Dmexco: Julia Goldin and Michael Kassan
Dmexco: Julia Goldin and Michael Kassan

"Lego starts with a very clear mission – to inspire and develop the builders of tomorrow," said Julia Goldin, who was in conversation with Michael Kassan, MediaLink's chief executive officer, at Dmexco. 

She said: "We’re very clear about this mission, and everything starts there. So when we innovate, we start with that core experience.

"The key thing is to be very focused on the experiences you want to deliver and make sure you’re not becoming a slave to the platform."

Lego has increasingly moved beyond being a toy manufacturer in recent years. 2014’s The Lego Movie grossed $469m at the box office worldwide, and has led to the development of a sequel and three spin offs, due for release over the next several years.

Starting with Lego Star Wars in 2005, the brand has appeared in a series of successful co-branded video games set in the universes of Batman, Harry Potter, Pirates of the Caribbean, Indiana Jones and others.

Adult fans

On YouTube, the community of Lego enthusiasts has created a huge array of video content, with some building elaborate machines from the bricks. Goldin claimed the collective audience for this user-generated content made Lego the most viewed brand on the platform.

After showing the audience a compilation of clips from YouTube, Kassan said, "any of the clips in that video could act as content in and of itself. Your brand is your content."

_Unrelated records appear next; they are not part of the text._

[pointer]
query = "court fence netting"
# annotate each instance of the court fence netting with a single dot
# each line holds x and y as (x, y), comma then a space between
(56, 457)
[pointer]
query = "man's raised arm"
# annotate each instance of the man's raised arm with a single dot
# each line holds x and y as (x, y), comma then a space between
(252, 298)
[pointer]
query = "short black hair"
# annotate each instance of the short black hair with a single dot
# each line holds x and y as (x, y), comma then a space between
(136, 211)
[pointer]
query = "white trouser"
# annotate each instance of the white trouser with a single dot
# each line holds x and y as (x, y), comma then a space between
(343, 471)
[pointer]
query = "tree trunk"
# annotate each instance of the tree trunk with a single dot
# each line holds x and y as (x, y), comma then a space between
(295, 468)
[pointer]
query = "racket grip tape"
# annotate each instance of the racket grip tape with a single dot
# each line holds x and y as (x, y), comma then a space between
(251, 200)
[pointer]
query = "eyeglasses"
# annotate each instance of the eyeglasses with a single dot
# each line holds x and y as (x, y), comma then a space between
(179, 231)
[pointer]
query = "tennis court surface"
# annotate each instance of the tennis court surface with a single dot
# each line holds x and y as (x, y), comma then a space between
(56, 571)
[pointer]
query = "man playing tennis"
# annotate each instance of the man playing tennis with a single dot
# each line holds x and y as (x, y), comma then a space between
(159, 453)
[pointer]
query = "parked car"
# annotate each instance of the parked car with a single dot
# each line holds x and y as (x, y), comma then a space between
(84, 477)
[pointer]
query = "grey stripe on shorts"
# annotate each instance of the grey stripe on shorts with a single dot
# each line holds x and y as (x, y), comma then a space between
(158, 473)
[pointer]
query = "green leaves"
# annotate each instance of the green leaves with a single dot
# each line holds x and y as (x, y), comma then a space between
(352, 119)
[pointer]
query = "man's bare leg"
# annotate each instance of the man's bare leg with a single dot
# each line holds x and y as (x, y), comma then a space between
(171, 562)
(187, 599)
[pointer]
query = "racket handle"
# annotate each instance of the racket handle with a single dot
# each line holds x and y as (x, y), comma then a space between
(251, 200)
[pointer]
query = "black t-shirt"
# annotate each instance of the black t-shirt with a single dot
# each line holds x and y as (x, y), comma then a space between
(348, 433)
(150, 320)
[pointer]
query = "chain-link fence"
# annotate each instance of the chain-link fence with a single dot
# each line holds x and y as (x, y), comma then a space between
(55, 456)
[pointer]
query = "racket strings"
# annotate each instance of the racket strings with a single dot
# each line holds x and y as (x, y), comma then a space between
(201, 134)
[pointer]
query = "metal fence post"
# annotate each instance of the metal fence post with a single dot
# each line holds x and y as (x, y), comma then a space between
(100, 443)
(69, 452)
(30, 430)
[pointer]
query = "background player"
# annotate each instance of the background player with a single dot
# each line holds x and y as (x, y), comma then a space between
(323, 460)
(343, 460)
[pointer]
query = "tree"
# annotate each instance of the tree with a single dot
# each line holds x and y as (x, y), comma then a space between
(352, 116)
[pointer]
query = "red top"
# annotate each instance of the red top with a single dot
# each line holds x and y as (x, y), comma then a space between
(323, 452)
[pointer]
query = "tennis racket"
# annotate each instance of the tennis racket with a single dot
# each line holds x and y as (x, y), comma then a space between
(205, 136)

Goldin said the "AFOL" (adult fans of Lego) community was invaluable because "they give us a lot of very interesting advice", and were usually the first to buy major sets, such as tie-ins for the new Star Wars films.

The versatility and opportunity for creativity provided by the product did have a potential drawback, she continued, and "one of the down sides of having a lot of ideas available to you is making the wrong choices."

But this meant the business adopted a very collaborative creative process. She said: "When we have a product and a core idea, the whole team comes together – we are not linear. We bring everyone together, product developers, content developers, advertising partners."

Getting girls into Lego

Goldin also defended gender-targeting in the brand’s marketing, insisting that offering products aimed at girls did not put them into a ghetto.

"We have a big belief that Lego is for everybody," she said. "Over the past ten, 20, 30 years there’s been a big divide in the toy industry, and what we’ve identified is that to get girls to play with Lego we had to be more relevant to them, connect to their world.

"We have huge opportunities to bring more and more girls into Lego. They might come in and get engaged with something more targeted, but then they start getting interested in Star Wars and Minecraft, and there are plenty of examples of girls getting engaged with those products."